Visualize Inflation World Data on Plotly Interactive Map — Colorscale Solutions for Outliers — Beginner-Friendly Guide

Sabina L
6 min readJul 17, 2022

--

If you want to make an interactive plot of country-level data — you are in the right place. While we can create a plot for a single snapshot in time, we can also add a scroller and show annual progress of the data. Feel free to press play button and toggle data bins on the right and visualize annual inflation changes world-wide — this is the plot we’ll make by the end of this tutorial.

Anyone with basic python skills can follow along — it’s a beginner-friendly guide with some bonus material in the end.

In this guide we will use two data sources and will cover 5 sections:

  1. Plotly installation and other required packages
  2. Get & preprocess data: two example datasets
  3. Example 1: Point-in-time snapshot Choropleth (map) plot
  4. Example 2: Interactive map by year — 3 versions
  5. Bonus: save, export, publish your plots

For beginners, package installation could be the biggest hurdle, hence we devote some time to this in this guide.

1. Plotly installation and other required packages

Open the terminal window. Next, if you are using Anaconda (or any version of it) for environment management run the first line in the text box below. Otherwise, run the pip installation via the second line.

conda install -c plotly plotly=5.9.0pip install plotly==5.9.0

Installation and package documentation reference for plotly is linked here.

Additionally, we will be using pandas and numpy. For the bonus part, we will use datapane package. You can set this package up, link it to your GitHub and use it to share plots on Medium using this straightforward guide.
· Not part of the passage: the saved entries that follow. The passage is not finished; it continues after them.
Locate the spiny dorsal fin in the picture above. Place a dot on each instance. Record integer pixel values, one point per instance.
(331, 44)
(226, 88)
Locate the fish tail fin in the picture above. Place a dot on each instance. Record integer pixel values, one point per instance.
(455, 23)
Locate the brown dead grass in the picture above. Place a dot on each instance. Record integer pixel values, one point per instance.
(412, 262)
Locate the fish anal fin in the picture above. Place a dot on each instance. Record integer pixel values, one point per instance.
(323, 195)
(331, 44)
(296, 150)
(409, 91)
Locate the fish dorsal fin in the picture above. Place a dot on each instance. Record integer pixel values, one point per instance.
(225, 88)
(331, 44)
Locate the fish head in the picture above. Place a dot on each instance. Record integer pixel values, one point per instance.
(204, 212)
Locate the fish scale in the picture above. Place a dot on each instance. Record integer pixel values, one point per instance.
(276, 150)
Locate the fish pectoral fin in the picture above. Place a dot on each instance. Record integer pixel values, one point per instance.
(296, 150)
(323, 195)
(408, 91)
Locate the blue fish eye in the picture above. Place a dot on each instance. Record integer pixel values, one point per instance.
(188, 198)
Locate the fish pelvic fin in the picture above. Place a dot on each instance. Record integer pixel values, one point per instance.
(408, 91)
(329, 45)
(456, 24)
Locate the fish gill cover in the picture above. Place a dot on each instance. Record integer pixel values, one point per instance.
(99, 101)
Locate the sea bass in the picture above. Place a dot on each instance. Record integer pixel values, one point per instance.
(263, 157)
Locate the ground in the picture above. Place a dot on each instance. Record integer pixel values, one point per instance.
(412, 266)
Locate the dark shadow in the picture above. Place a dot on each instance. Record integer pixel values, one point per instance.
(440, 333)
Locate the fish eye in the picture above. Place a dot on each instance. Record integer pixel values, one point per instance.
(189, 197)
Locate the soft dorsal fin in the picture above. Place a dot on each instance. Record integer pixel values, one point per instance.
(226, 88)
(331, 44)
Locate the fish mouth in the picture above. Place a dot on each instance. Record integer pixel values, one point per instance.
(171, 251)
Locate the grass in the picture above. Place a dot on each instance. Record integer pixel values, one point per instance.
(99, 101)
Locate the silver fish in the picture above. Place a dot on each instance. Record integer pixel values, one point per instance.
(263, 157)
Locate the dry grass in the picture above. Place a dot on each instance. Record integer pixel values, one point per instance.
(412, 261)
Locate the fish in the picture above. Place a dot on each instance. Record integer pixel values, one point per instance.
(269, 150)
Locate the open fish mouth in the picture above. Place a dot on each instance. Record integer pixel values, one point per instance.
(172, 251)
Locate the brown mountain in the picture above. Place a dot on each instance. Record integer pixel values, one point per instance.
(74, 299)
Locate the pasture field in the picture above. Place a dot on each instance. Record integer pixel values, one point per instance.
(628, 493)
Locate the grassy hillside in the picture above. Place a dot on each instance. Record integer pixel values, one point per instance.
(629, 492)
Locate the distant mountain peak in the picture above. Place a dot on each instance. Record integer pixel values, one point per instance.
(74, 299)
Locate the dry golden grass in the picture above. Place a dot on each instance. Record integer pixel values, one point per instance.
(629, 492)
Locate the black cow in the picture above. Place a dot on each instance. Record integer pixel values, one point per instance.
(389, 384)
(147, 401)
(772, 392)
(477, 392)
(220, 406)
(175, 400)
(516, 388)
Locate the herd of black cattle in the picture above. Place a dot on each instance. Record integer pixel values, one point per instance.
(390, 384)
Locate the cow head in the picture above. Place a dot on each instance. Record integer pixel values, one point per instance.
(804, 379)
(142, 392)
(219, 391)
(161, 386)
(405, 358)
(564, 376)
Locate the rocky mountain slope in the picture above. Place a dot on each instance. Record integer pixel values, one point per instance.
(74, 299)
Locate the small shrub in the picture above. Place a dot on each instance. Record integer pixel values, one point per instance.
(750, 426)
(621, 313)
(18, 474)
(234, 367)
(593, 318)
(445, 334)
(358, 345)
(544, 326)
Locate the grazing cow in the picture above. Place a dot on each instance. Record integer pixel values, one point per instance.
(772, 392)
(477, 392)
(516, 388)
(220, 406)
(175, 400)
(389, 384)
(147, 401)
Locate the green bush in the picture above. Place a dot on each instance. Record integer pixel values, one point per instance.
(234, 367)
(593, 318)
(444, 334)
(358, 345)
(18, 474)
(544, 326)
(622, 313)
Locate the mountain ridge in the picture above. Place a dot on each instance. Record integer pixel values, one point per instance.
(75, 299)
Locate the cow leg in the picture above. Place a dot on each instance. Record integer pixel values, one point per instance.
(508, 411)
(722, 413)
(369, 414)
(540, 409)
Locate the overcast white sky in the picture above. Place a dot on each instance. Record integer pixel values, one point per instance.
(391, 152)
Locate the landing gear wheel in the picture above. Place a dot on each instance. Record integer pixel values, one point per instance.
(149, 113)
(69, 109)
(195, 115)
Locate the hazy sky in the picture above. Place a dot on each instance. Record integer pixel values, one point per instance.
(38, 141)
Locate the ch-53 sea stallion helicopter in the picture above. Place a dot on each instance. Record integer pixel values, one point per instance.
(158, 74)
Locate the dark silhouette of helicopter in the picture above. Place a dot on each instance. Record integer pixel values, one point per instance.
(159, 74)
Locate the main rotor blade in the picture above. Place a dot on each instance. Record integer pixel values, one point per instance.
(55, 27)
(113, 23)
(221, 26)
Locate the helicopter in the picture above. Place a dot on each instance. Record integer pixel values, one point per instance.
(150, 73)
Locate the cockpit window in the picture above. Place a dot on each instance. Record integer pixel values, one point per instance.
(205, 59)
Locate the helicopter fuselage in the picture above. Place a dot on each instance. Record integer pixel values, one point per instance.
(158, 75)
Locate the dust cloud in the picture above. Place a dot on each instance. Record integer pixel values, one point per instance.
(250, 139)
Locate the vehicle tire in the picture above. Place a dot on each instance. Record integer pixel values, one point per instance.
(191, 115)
❗️You should be running this package from jupyter notebooks to avoid issues with displaying your plotly interactive charts.

Package imports:

2. Get & preprocess data: two example datasets

For both examples, we have countries properly labeled by their full names. Hence, we do not need to relabel anything. But we need to properly read-in data and add some extra code that will allow us to create choropleth charts with ease.

For our first example, we want to see all the latest inflation prints worldwide indexed by full country name. This can be found in Trading Economics. You can simply copy the data into your excel file if you do not have a subscription.

For the second example, we want to see how inflation changed year-to-year around the world. Hence, we will use the annual inflation data published by World Bank, which is currently available for most countries up to 2021. Note that you should download and unzip a csv file.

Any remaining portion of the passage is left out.